Uma sexualidade qualquer implica sempre uma territorialização precisa da boca, da
vagina, do ânus. É assim que o pensamento straight assegura o lugar estrutural entre a
produção da identidade de gênero e a produção de certos órgãos como órgãos sexuais e
reprodutores. Capitalismo sexual e sexo do capitalismo. O sexo do vivente revela ser
uma questão central da política e da governabilidade.
O corpo não é um dado passivo sobre o qual age o biopoder, mas antes a potência
mesma que torna possível a incorporação prostética dos gêneros. A sexopolítica tornase
não somente um lugar de poder, mas, sobretudo, o espaço de uma criação na qual se
sucedem e se justapõem os movimentos feministas, homossexuais, transexuais,
intersexuais, transgêneros, chicanas, pós-coloniais… As minorias sexuais tornam-se
multidões. O monstro sexual que tem por nome multidão torna-se queer.
O corpo da multidão queer aparece no centro disso que chamei, para retomar uma
expressão de Deleuze, de um trabalho de “desterritorialização” da heterossexualidade.
Uma desterritorialização que afeta tanto o espaço urbano (é preciso, então, falar de
desterritorialização do espaço majoritário, e não do gueto) quanto o espaço corporal.
Esse processo de “desterritorialização” do corpo obriga a resistir aos processos do
tornar-se “normal”. Que existam tecnologias precisas de produção dos corpos “normais”
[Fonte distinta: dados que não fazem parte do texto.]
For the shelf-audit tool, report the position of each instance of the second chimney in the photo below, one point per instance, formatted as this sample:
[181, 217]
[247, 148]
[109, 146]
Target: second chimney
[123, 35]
ou de normalização dos gêneros não resulta um determinismo nem uma impossibilidade
de ação política. Pelo contrário, porque porta em si mesma, como fracasso ou resíduo, a
história das tecnologias de normalização dos corpos, a multidão queer tem também a
possibilidade de intervir nos dispositivos biotecnológicos de produção de subjetividade
sexual.
Podemos pensar a condição para evitar duas armadilhas conceituais e políticas, duas
leituras (infelizes, mas possíveis) de Foucault. É preciso evitar a segregação do espaço
político que faria da multidão queer um tipo de margem ou de reservatório de
transgressão. Não precisamos cair na armadilha da leitura liberal ou neoconservadora de
Foucault que nos levaria a pensar as multidões queer em oposição às estratégias
identitárias, tendo a multidão como uma acumulação de indivíduos soberanos e iguais
perante a lei, sexualmente irredutíveis, proprietários de seus corpos e reivindicando seus
direitos ao prazer inalienável. A primeira leitura objetiva uma apropriação da potência
política dos anormais numa ótica de progresso; a segunda ignora os privilégios da
maioria e da normalidade (hétero)sexual, não reconhecendo que esta última é uma
identidade dominante. É preciso admitir que os corpos não são mais
dóceis”Desidentificação” (para retomar a formulação de De Lauretis), identificações
estratégicas, desvios das tecnologias do corpo e desontologização do sujeito da política
sexual são algumas das estratégias políticas das multidões queer.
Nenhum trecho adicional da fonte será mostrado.